Usualmente discutíamos por lo mismo. La culpa era mía, desde luego. Era demasiado cobarde como para decirle lo que realmente sentía. Y lo que sentía es que yo era muy poco para ella. Tenía un miedo constante de que en cualquier momento lo notara y me dejara por alguien más a su nivel. Iría a ser lo más justo, claro, una mujer bella y valiosa debía estar con un hombre bello y valioso. Y yo no cumplía con ese perfil. Entonces la dejaba ir. Y luego era sólo cuestión de tiempo para recibir su llamada desesperada desde algún punto de la ciudad. Lloraba y me pedía por favor que la recogiera, porque tenía mucho frío, calor o cualquier otra cosa, según el caso. Yo iba y me acercaba. Nuevamente las miradas extrañadas de los curiosos - ¡Cómo puede ser esto!, ella tan bella y con ese monstruo – Al diablo con ellos. Ella corría a mis brazos y me pedía perdón. Hasta ahora no entiendo de qué se disculpaba. Quizás debía disculparse con ella misma, por no darse cuenta de que conmigo perdía su tiempo, parte de su vida, en lugar de ser realmente feliz con quien la mereciera. Pero ese día, doctor, fue diferente.

***

-    Entiendo que no lo llamó.
-    No, ya no.
-    ¿Qué hizo entonces?
-    Nada. Sólo seguí esperando.
-    ¿Cuánto tiempo?
-    Tres días.
-    Y entonces se enteró de la noticia.
-    Así fue.
-    ¿Qué fue lo primero que pensó?
-    Que era una mala broma. Ella a veces me hacía bromas muy pesadas.
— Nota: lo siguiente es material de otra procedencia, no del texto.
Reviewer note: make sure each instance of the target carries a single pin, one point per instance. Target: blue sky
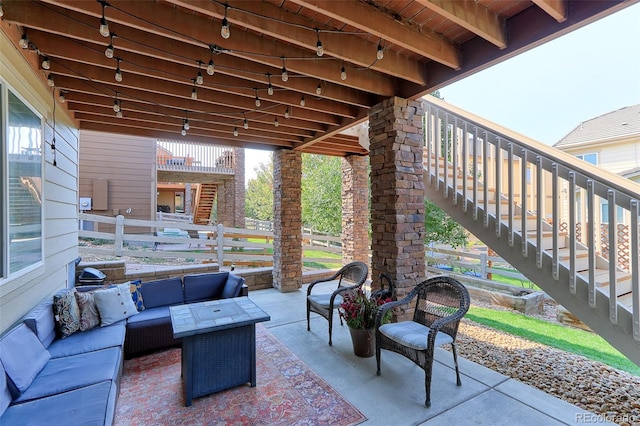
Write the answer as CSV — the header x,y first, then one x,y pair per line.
x,y
546,92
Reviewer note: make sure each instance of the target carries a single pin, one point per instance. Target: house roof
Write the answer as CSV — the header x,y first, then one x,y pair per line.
x,y
373,50
615,124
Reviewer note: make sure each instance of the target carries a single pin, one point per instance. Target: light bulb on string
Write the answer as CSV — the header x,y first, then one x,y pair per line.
x,y
118,72
319,47
380,52
104,26
225,32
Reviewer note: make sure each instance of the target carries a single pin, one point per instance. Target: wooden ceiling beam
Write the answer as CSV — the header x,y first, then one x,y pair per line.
x,y
172,23
557,9
371,20
471,15
270,19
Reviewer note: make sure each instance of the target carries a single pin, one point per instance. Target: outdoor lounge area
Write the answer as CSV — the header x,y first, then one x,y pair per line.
x,y
341,388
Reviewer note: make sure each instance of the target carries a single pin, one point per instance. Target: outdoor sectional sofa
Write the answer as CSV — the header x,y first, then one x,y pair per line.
x,y
46,379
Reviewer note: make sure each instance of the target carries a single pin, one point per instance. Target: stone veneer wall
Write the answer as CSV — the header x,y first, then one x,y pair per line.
x,y
397,191
355,209
287,220
231,194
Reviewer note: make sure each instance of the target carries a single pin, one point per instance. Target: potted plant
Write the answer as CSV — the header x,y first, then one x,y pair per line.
x,y
359,311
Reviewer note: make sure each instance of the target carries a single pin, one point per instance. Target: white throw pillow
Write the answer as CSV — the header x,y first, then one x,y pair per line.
x,y
115,304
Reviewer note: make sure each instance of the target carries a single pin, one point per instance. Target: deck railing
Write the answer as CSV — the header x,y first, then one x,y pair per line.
x,y
194,157
542,201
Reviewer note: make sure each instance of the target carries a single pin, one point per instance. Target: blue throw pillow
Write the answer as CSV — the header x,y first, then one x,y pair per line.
x,y
136,294
23,356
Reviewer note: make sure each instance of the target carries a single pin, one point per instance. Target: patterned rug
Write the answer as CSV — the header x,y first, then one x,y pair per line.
x,y
287,393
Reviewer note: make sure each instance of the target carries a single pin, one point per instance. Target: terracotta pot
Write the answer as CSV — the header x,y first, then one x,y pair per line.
x,y
364,341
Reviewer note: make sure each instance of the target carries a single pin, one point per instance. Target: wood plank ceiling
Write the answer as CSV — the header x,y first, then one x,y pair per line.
x,y
371,50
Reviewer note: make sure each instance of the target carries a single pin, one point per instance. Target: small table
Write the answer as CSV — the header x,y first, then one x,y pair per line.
x,y
218,344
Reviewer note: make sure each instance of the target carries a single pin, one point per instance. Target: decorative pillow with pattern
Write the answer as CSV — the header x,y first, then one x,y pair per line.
x,y
89,315
66,312
136,295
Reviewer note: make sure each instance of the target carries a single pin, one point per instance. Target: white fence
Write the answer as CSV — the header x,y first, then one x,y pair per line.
x,y
180,239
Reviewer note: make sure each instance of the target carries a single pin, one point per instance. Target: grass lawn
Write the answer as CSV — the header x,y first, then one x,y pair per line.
x,y
580,342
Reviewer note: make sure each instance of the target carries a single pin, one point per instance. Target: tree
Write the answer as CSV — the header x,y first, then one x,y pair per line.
x,y
259,194
322,193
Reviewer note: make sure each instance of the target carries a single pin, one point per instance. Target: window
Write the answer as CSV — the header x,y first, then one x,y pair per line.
x,y
589,158
21,167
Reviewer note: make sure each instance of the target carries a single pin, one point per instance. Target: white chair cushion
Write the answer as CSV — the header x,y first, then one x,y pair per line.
x,y
324,299
412,334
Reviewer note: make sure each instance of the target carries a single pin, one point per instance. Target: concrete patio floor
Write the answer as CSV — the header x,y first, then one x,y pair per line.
x,y
396,397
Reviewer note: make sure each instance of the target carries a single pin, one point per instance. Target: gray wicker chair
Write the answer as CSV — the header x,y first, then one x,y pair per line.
x,y
349,277
440,303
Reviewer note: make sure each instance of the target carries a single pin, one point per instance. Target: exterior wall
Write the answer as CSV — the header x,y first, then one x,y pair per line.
x,y
397,192
127,163
20,293
287,220
355,210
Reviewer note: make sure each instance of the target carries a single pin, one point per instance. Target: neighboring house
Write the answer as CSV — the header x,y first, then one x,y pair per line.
x,y
137,177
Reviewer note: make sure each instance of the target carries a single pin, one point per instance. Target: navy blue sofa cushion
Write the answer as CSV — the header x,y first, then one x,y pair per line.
x,y
167,292
203,287
73,372
94,339
89,405
150,317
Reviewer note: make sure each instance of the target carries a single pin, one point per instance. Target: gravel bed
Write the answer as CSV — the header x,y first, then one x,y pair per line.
x,y
613,395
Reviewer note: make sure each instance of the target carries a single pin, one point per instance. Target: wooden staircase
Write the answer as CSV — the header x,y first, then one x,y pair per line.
x,y
203,203
515,202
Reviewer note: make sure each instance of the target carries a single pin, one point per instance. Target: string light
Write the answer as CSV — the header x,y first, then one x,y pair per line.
x,y
225,32
319,48
104,26
109,50
285,75
24,41
118,72
270,87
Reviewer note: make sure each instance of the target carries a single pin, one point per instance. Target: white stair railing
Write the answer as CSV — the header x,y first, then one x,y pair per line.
x,y
561,216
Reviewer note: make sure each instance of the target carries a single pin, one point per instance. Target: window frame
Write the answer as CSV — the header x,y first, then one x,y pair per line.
x,y
5,256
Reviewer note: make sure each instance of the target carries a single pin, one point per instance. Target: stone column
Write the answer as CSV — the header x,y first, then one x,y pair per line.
x,y
287,220
397,192
355,209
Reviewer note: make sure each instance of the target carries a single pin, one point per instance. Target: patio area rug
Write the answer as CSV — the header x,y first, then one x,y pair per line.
x,y
287,393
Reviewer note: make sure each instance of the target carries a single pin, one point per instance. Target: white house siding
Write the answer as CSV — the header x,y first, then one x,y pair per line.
x,y
19,294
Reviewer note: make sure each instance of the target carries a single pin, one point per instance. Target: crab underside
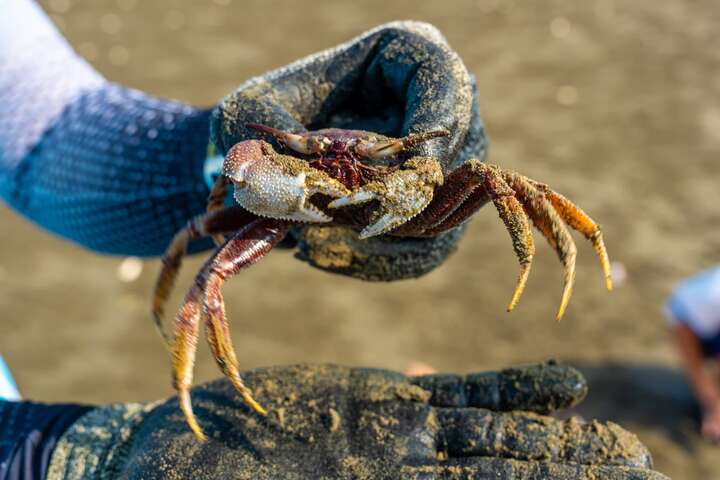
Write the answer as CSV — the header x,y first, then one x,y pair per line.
x,y
359,180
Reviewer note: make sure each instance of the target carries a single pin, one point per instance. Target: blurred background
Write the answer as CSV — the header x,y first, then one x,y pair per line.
x,y
613,103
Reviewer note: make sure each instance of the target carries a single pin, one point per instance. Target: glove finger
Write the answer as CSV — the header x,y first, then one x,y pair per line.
x,y
398,78
541,388
528,436
506,469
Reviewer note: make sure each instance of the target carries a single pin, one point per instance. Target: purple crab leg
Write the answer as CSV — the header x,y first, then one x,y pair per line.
x,y
213,223
246,247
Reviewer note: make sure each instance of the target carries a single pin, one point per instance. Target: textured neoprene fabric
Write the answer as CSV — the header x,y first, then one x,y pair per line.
x,y
111,168
28,435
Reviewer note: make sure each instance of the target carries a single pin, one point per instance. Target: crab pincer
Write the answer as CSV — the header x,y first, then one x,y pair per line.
x,y
272,185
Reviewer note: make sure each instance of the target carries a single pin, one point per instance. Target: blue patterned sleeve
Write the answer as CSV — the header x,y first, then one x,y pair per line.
x,y
110,168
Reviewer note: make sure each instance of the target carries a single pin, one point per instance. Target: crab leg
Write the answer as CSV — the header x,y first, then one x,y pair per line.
x,y
459,185
549,211
216,222
247,246
551,225
581,222
183,354
216,201
516,223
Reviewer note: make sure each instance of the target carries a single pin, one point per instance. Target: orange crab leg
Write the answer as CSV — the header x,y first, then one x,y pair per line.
x,y
216,201
580,221
515,220
551,225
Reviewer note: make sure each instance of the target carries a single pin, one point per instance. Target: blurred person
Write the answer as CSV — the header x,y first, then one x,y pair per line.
x,y
693,309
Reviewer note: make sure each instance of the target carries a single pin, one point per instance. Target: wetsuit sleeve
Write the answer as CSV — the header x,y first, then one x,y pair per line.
x,y
28,434
107,167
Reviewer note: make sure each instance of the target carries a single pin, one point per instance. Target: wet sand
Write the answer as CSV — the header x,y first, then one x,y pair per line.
x,y
614,104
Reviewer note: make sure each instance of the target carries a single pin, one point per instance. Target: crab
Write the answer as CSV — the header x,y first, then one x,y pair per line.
x,y
356,179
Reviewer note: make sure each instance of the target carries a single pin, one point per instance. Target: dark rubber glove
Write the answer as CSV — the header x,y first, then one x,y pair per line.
x,y
399,78
334,422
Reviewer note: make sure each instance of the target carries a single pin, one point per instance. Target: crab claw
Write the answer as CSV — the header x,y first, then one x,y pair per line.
x,y
402,195
272,185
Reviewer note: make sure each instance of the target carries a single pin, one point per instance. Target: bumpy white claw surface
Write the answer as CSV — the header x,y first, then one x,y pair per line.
x,y
278,186
402,195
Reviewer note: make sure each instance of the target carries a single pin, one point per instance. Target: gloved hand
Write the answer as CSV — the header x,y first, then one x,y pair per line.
x,y
398,78
119,171
341,423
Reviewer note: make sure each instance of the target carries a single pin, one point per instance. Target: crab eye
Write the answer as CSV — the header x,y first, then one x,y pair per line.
x,y
318,144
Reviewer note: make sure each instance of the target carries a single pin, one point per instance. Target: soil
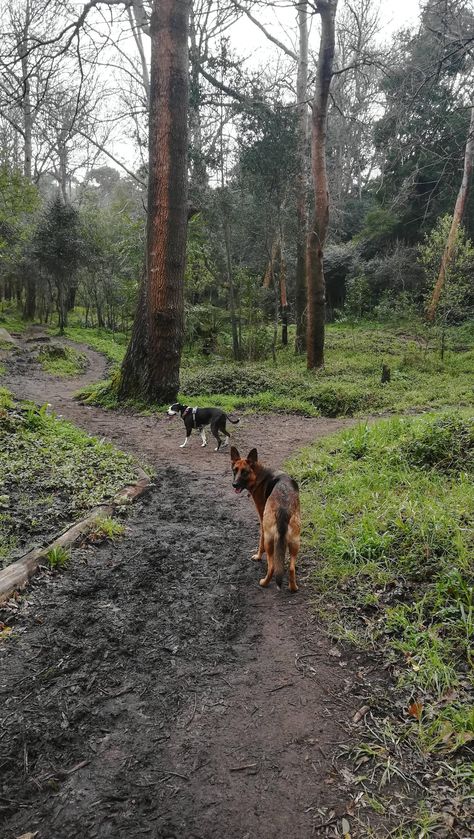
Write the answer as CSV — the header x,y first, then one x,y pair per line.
x,y
152,688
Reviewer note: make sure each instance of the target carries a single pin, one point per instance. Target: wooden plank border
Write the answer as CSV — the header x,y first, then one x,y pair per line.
x,y
16,576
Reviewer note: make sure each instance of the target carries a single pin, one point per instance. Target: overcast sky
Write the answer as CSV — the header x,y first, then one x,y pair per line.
x,y
248,41
247,38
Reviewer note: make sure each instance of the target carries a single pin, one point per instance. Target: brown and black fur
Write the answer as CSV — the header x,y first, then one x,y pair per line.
x,y
276,498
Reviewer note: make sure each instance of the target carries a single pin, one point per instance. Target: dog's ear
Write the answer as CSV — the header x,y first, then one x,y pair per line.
x,y
252,456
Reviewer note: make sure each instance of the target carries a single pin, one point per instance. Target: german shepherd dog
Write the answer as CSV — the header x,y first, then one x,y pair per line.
x,y
198,418
276,498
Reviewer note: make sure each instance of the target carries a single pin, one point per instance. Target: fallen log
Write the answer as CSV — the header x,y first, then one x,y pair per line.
x,y
15,576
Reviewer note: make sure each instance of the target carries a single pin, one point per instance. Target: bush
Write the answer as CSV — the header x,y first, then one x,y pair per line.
x,y
226,379
447,444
-    ¿Cómo supo luego que no era una broma?
-    Cuando hablé con su madre. Su madre no mentía.
-    ¿Cómo es que confiaba tanto en su madre?
-    Era la única que me decía la verdad.
-    ¿Qué verdad?
-    Que soy un esperpento y que su hija no me merecía.
-    Ya veo, ¿lo culpó por su suicidio?
-    No.
-   Entiendo. Lo noto cansado, señor Pajuelo, creo que por hoy hemos terminado la sesión.
-    Gracias, doctor. Lo llamo en los próximos días para coordinar la siguiente. Muchas gracias, de verdad.